Knibbs was born in Sydney son of John Handley Knibbs, foreman, and his wife Ellen née Curthoys.
Knibbs joined the New South Wales Land Survey Department in 1877 and in January 1878 was appointed a licensed surveyor. In 1889 Knibbs resigned to take up private practice as a surveyor, and in 1890 became lecturer in surveying at the University of Sydney. Knibbs was elected a member of the Royal Society of New South Wales in 1881, became a member of the council in 1894, from 1896 to 1906 was almost continuously honorary secretary, and in 1898-9 was president. Knibbs was also taking an active interest in other societies, and was president of the Institution of Surveyors at Sydney for four years in the period between 1892 and 1901, and president of the New South Wales branch and a member of the British Astronomical Association in 1897-8.

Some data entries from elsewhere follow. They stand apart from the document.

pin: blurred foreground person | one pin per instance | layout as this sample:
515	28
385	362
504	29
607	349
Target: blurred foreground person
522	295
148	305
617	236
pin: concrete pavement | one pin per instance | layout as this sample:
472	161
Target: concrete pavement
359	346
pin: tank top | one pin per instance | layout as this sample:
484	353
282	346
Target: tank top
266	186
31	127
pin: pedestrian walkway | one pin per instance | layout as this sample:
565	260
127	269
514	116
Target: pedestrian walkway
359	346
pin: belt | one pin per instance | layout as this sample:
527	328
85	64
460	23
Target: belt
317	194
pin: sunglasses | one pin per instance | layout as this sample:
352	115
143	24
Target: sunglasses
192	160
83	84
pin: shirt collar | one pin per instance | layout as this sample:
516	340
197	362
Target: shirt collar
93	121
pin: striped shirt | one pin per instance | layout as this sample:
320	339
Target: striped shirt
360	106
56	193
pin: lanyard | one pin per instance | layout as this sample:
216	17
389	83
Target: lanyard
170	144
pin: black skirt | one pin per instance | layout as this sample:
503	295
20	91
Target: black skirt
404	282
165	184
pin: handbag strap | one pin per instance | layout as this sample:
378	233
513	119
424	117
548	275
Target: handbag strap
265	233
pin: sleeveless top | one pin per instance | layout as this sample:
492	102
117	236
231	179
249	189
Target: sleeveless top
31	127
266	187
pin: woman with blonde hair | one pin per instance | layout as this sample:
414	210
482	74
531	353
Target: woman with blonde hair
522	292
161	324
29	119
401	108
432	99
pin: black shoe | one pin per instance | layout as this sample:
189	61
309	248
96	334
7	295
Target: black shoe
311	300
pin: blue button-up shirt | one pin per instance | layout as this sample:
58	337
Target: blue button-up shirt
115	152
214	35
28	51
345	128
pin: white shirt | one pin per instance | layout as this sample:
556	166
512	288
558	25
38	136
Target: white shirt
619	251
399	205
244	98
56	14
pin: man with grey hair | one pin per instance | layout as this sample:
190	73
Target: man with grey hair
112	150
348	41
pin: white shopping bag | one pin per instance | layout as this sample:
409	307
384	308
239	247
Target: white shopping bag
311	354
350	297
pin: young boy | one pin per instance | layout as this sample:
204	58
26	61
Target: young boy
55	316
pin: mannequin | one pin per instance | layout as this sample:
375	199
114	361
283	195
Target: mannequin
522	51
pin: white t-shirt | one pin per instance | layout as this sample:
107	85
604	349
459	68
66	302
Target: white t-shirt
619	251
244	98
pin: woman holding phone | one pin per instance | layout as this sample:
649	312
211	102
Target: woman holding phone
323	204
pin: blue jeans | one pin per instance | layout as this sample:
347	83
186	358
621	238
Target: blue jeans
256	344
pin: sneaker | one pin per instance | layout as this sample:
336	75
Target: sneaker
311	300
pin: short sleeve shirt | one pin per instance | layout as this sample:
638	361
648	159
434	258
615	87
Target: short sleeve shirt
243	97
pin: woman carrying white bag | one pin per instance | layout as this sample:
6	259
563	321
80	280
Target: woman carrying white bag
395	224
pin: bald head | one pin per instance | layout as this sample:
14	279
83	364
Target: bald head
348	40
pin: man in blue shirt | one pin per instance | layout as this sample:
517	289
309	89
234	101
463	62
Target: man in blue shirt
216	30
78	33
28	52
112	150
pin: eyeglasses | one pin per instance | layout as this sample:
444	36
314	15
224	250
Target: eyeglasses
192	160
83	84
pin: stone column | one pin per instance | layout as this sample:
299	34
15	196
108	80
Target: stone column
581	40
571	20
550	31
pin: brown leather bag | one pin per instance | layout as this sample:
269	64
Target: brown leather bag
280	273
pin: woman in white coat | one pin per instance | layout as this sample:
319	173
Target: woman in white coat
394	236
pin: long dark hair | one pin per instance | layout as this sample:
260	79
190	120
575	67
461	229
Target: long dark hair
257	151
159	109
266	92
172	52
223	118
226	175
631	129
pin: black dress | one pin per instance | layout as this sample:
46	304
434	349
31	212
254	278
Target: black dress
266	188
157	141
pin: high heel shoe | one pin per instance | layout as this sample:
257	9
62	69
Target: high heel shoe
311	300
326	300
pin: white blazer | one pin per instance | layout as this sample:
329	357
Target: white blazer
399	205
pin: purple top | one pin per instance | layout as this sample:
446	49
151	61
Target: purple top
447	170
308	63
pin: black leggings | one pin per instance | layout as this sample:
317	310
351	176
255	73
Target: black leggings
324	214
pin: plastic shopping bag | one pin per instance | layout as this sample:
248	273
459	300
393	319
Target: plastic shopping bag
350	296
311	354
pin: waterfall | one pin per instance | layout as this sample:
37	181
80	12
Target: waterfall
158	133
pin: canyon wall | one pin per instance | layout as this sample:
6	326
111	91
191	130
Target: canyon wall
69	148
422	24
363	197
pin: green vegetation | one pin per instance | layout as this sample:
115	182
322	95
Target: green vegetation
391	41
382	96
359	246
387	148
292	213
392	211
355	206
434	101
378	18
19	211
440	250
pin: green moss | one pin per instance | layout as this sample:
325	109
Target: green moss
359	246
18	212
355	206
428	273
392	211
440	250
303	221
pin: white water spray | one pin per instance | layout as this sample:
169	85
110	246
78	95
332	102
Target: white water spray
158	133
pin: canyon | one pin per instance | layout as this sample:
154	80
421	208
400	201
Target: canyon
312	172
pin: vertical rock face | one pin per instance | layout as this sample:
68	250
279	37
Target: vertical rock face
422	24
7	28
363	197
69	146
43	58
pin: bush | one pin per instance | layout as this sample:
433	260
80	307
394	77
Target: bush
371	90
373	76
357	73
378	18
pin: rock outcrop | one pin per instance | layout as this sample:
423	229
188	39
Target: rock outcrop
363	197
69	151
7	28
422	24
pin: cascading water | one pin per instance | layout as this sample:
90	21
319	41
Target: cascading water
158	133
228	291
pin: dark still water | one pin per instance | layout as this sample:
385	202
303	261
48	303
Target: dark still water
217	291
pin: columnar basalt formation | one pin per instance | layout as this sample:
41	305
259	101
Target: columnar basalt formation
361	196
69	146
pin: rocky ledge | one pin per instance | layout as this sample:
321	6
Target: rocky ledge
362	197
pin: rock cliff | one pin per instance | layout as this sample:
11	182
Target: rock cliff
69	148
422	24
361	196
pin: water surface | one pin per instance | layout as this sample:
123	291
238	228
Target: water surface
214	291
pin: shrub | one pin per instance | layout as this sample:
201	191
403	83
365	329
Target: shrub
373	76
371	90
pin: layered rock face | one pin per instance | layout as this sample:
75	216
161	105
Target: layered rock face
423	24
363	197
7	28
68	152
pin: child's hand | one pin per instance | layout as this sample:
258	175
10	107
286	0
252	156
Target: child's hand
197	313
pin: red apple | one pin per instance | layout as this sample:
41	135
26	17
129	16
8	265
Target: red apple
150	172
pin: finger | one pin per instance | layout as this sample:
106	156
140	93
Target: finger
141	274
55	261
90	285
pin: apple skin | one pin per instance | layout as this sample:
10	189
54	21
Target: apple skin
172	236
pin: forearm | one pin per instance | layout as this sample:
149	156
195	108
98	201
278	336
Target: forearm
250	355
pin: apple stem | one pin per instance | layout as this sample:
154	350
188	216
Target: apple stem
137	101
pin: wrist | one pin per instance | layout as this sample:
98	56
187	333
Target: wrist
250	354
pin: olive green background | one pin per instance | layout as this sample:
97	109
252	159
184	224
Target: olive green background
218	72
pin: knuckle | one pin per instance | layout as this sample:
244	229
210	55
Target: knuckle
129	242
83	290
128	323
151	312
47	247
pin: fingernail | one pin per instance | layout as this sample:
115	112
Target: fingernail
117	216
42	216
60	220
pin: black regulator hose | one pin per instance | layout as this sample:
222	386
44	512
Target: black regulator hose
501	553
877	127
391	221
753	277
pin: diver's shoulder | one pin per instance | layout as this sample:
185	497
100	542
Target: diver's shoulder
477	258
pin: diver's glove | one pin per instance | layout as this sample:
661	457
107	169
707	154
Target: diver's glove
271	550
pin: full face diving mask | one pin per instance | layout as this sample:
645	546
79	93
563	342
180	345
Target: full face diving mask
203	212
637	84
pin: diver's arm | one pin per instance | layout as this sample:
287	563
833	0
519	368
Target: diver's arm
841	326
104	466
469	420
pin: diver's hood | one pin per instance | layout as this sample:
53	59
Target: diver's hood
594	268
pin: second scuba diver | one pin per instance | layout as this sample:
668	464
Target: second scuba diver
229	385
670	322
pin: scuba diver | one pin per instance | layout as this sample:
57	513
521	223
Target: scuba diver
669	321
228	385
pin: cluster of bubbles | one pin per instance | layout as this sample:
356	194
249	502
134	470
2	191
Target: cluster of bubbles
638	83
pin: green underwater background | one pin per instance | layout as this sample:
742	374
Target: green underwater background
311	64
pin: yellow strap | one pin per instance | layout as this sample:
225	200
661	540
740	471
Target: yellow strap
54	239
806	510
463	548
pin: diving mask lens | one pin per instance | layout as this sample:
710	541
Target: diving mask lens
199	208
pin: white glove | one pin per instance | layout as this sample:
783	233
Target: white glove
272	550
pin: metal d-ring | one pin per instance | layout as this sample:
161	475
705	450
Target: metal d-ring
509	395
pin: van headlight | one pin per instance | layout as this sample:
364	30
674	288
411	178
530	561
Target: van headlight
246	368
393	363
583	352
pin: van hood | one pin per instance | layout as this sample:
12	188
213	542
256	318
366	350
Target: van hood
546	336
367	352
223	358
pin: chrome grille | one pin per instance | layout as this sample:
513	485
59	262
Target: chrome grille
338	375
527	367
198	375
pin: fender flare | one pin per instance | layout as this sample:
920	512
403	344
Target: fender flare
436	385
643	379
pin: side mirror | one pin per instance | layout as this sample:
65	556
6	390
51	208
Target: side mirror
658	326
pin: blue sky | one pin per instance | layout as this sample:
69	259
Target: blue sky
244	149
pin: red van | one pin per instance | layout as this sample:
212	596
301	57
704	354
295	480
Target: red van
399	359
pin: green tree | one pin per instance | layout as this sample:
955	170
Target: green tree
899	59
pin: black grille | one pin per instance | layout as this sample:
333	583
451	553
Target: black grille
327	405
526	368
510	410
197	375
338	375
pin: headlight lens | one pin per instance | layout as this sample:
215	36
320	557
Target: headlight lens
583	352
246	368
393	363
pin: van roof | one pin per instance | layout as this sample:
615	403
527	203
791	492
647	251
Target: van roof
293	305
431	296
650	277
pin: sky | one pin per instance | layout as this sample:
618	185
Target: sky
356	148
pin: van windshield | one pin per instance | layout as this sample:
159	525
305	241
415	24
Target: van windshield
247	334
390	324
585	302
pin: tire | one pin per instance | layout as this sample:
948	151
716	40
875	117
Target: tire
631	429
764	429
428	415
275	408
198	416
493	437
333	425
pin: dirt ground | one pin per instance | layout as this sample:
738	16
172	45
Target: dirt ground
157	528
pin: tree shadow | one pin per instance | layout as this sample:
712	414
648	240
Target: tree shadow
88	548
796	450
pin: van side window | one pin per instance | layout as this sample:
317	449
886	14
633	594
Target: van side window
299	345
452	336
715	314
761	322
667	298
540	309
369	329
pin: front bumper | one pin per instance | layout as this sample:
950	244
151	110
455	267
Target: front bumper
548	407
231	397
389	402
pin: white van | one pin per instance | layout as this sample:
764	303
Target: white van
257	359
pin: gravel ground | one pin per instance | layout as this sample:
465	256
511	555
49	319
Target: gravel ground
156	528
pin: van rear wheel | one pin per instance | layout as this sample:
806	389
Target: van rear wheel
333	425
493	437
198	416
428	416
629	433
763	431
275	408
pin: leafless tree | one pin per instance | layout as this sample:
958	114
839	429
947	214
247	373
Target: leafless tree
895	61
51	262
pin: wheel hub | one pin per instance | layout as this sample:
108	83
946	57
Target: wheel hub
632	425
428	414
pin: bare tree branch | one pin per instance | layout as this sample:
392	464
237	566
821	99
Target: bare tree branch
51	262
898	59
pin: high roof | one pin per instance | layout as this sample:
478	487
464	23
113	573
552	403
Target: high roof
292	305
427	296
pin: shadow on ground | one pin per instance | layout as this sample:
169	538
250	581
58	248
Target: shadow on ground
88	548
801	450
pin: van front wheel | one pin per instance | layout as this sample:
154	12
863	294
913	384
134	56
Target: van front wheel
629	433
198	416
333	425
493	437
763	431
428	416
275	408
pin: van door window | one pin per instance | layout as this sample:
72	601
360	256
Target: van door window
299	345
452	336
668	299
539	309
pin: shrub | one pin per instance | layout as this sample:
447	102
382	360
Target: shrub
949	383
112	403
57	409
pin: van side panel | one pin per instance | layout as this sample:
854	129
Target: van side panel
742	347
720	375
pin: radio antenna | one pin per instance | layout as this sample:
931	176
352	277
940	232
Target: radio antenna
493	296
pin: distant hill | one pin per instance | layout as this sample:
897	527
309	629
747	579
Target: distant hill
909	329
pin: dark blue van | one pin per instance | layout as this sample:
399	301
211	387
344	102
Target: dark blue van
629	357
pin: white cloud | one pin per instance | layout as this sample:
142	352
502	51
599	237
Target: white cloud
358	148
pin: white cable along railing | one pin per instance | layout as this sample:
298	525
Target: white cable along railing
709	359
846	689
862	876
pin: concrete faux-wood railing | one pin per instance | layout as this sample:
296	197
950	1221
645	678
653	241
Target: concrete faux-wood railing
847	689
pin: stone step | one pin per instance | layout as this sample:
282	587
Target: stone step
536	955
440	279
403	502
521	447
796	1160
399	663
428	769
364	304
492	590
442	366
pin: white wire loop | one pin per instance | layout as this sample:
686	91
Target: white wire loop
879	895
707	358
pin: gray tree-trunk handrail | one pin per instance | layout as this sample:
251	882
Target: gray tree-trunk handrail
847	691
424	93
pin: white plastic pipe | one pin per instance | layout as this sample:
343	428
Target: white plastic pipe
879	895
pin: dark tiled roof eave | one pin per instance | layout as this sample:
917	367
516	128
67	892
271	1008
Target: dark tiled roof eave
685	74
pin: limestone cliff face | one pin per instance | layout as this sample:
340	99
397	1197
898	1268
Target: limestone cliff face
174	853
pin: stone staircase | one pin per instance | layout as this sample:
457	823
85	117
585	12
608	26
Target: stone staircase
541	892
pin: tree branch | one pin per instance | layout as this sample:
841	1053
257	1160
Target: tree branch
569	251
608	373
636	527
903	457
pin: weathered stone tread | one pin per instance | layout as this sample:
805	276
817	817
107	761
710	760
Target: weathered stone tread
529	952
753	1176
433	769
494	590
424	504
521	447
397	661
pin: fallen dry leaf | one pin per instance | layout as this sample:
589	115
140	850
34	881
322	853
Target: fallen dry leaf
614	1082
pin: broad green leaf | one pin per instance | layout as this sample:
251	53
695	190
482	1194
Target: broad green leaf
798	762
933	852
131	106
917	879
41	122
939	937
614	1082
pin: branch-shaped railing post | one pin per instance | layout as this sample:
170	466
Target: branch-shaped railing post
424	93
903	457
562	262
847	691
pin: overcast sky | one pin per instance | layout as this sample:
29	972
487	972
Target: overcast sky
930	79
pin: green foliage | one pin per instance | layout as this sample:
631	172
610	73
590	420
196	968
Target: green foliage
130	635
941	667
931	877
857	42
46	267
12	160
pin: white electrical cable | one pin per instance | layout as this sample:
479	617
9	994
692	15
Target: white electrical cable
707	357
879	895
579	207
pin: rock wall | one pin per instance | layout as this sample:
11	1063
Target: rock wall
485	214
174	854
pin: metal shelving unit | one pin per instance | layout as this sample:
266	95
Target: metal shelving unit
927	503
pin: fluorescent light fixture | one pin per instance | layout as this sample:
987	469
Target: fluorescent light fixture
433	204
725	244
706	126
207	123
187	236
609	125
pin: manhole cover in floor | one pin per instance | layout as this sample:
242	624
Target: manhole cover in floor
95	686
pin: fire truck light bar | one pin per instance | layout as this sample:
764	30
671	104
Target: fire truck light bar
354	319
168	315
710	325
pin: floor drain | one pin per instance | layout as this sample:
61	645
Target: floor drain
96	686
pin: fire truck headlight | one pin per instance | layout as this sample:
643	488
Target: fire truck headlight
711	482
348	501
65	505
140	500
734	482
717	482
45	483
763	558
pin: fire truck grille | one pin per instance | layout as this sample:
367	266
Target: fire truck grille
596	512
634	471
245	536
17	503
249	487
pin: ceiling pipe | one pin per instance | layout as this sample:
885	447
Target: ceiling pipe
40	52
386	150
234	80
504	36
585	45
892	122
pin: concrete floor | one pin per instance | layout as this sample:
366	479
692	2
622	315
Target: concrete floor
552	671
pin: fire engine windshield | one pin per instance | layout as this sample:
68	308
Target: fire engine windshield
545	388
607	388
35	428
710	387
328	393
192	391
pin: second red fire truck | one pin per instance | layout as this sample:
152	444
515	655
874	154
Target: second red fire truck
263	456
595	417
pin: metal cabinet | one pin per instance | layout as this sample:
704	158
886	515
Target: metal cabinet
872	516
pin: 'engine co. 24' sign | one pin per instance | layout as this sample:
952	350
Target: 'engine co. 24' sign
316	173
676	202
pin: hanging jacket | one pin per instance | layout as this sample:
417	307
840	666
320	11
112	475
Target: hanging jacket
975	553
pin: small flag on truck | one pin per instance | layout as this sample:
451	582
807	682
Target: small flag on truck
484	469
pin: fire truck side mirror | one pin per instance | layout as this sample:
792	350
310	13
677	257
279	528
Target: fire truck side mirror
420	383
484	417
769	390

Knibbs had begun contributing papers to the Royal Society of New South Wales at an early age, at first on matters arising out of surveying, and then on problems of physics. In his presidential address delivered on 3 May 1899 Knibbs showed that he had spent time studying mathematics. In 1902 and 1903, as a royal commissioner on education, Knibbs travelled through Europe and furnished a valuable report, which led to his being appointed Director of Technical Education for New South Wales in 1905. He was also in this year acting professor of physics at the University of Sydney.
In 1906 the Commonwealth Bureau of Census and Statistics was created and Knibbs became its first director. He was the first Statistician for the commonwealth census in 1911.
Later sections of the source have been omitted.